В кабинете мебель была сдвинута к стене, в углу лежали свернутые цилиндром ковры, пол был засыпан соломой и стружками. Байрон устало сел в кресло у стола. Осталось неприятное чувство от первой неудачи, от глупого вида освободителей, – хоть они не виноваты, что страдают морской болезнью, – от разговора с графом Гамба: не любил рисоваться, – случалось, конечно, как всем, но в последнее время реже. «Что, если теперь к необязательному шарлатанству поэта присоединится обязательное шарлатанство борца?» По крайней внутренней его правдивости, мысль эта была ему противна. «Литература – дурацкое дело? Верно, но зарекаться не надо: может быть, еще придется писать поэмы»… Он подумал с улыбкой, что, если писать, то следовало бы теперь, сейчас: что-либо вроде «And now I am in the world аlone», a внизу непременно пометить «Геркулес» и поставить число. «Стихи лорда Байрона, написанные в день отъезда в Грецию». Карандаш был, но записная книжка осталась в дорожном костюме. Он рассеянно выдвинул ящик, хоть писать не собирался, – и ахнул: в коробочке лежала прядь волос графини Гвиччиоли – последний подарок в минуту разлуки, после душераздирающей сцены: «прощание лорда Байрона с любовницей», Забыл здесь эту прядь не умышленно, не байронически, – просто забыл. И хотя он был почти уверен, что больше никогда не увидит графиню, ему стало смешно.

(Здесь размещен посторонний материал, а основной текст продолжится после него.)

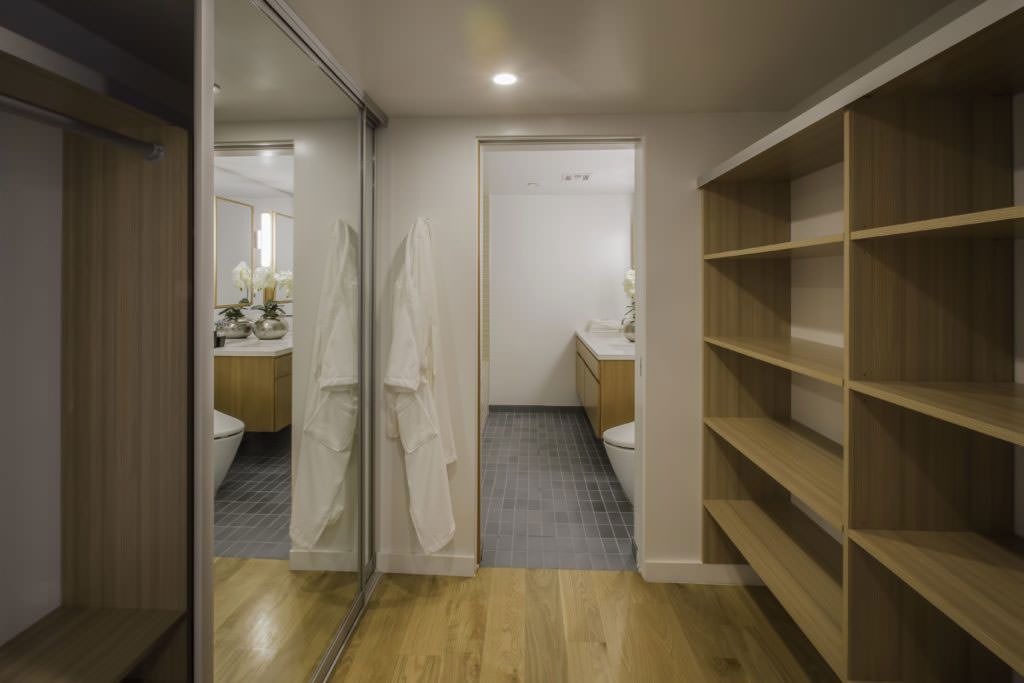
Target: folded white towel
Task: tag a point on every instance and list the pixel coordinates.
(604, 326)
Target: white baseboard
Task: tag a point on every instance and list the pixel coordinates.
(439, 564)
(680, 571)
(324, 560)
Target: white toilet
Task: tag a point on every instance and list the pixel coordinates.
(227, 433)
(620, 443)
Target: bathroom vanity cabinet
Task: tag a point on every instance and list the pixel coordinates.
(605, 388)
(256, 389)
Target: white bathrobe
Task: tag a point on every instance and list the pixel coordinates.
(416, 390)
(332, 394)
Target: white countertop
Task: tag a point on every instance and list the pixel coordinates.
(607, 345)
(259, 347)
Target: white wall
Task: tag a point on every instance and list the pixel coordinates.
(327, 187)
(556, 261)
(30, 416)
(816, 306)
(428, 167)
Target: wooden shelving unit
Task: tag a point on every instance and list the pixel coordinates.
(812, 359)
(994, 409)
(975, 582)
(794, 249)
(1006, 222)
(86, 645)
(888, 550)
(803, 569)
(802, 461)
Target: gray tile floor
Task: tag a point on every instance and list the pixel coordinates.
(550, 498)
(253, 507)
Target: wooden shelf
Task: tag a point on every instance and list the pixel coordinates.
(85, 645)
(828, 246)
(973, 581)
(808, 465)
(1007, 222)
(995, 409)
(806, 584)
(816, 360)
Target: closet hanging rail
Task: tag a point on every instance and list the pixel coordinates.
(151, 151)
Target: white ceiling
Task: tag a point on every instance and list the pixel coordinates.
(605, 56)
(511, 169)
(254, 176)
(263, 76)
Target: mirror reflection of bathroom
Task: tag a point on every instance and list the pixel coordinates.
(557, 355)
(288, 206)
(254, 204)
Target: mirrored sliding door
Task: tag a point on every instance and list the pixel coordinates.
(291, 350)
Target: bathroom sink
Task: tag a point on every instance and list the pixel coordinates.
(254, 346)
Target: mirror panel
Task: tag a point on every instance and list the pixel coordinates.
(233, 230)
(286, 131)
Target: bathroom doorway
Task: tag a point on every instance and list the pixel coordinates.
(557, 354)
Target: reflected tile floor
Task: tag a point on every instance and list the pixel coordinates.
(550, 498)
(253, 507)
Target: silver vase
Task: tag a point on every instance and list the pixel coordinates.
(269, 328)
(235, 329)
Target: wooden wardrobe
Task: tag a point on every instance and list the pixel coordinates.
(125, 421)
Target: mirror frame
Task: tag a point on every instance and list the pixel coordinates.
(252, 245)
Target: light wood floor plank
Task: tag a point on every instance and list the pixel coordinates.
(546, 657)
(271, 624)
(504, 641)
(536, 626)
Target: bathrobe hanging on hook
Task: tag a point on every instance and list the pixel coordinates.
(417, 400)
(332, 394)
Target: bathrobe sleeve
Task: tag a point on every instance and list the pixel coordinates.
(410, 378)
(332, 397)
(339, 366)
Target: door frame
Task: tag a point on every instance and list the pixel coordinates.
(637, 242)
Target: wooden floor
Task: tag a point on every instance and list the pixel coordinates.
(551, 626)
(271, 624)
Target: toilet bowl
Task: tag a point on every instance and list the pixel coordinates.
(620, 443)
(227, 433)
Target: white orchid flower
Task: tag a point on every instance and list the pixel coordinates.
(284, 281)
(242, 276)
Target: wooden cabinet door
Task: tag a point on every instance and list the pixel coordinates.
(581, 374)
(592, 399)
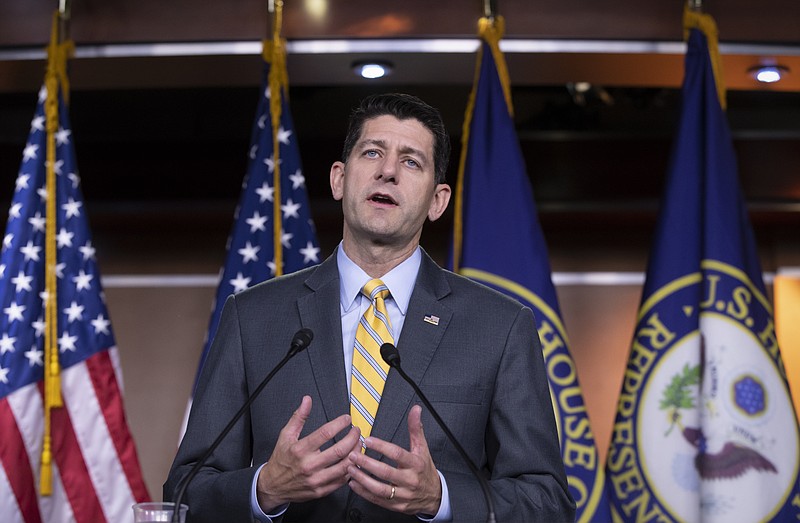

Уборщица принесла еду на бумажках: тарелки уже все спрятаны. За едой он думал о том, что нужно сделать еще. На бриге в первый вечер было скучновато: больше двух часов любоваться морем нет возможности. Книги были заколочены в ящиках, с собой взял лишь две-три. Следовало бы докупить. Только что вышел «Mémorial de Sainte-Нélène» Лас-Каза, но его в Генуе книгопродавцы еще не получили. «Главное, развлечь всех освободителей, чтобы приставали возможно меньше. «Шахматы есть, шпаги и гири есть».
Подумал также, что пока, быть может, еще не поздно отказаться от поездки. Гамба сошлется на предзнаменование: из-за дурной приметы великий поэт отказался от Греции. «Но зачем отказываться? Все равно дальше жить нельзя. Это лучший выход… А вдруг, можно?» Быстро просмотрел тысячу раз передуманные доводы, личные, политические, всякие: нет, нельзя. «К Терезе, что ли, вернуться, на роль cavaliere servante? Или поехать в Англию, к сестре? Или стишки писать? Или играть в карбонарии, как Гамба играет в морскую войну?…» Он вздохнул, вышел из дому, окинул его взглядом, – на этот раз уж в самом деле последним, – и поехал в город. Принял горячую ванну, оставался в бане очень долго, взглянул на часы. «Да, пожалуй, пора ехать на бриг».